If you yourself want to create change, she said there's one guaranteed way to do it: vote local, and vote often. "The current ambition for Vote.org," she told Bustle, "is that there are about 40 million people who voted in 2016 who won't vote again in 2018 without intervention. That's a standard drop-off. We want to target people who voted for the very first time in 2016 election who are below a certain age, and then get them to vote again in the midterm election, with the goal of providing a new generation of good voters for whom voting is already a habit. There are 12-17 million who fit that, and we want to contact them about 4-5 times across different platforms." So keeping things small, then.

She also thinks we need to reinterpret the way we think about elections, away from the glamour of presidential elections and more towards local issues. "There's no magic candidate and there's no magic bullet," she said. "Over half a million elected officials exist in the US, we only ever talk about 2, and the majority of them are boring and uninspiring. People should vote because it's their civic duty, not because this one candidate is riding around on a unicorn and handing out kittens, which is pretty much what Obama was doing." She notes that Obama may have skewed a lot of first-time voters' perspectives because of his intense charisma, but that "you can't build democracy on these extremely charismatic candidates. People need to vote at every level of government."

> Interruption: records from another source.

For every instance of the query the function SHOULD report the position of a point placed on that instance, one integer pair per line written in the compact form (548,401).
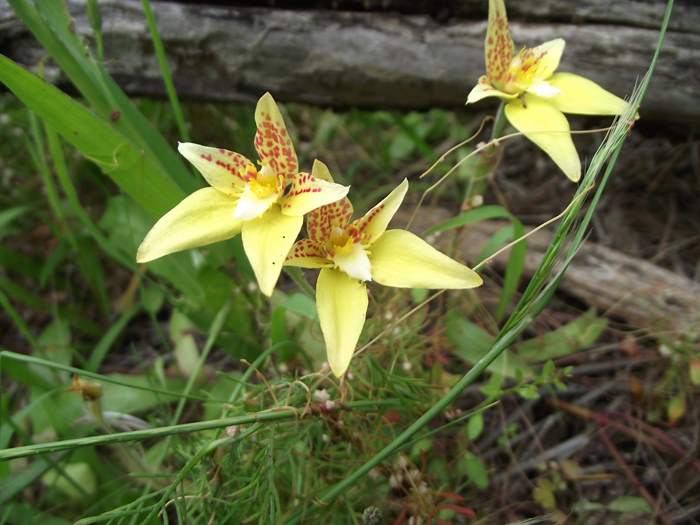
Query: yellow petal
(267,241)
(221,168)
(250,206)
(376,220)
(547,56)
(547,127)
(341,303)
(404,260)
(202,218)
(483,90)
(308,193)
(272,141)
(584,97)
(321,171)
(498,48)
(307,253)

And after a really bruising 2016 election cycle, the task is harder than ever. "I imagine that there is a crop of voters who are disillusioned," Cleaver said, "but we can't give up on them. We need to tell them to vote again and we probably need to convey how much more important other elections are, which is really lost in the dominant political conversation." Getting out the vote for 2018 is the next big thing, but getting voter turnout up inch by inch is what's energizing Cleaver for the future.

"I'm bizarrely optimistic about voting," she told Bustle. "I'm not an optimistic person, but when it comes to American democracy, totally optimistic."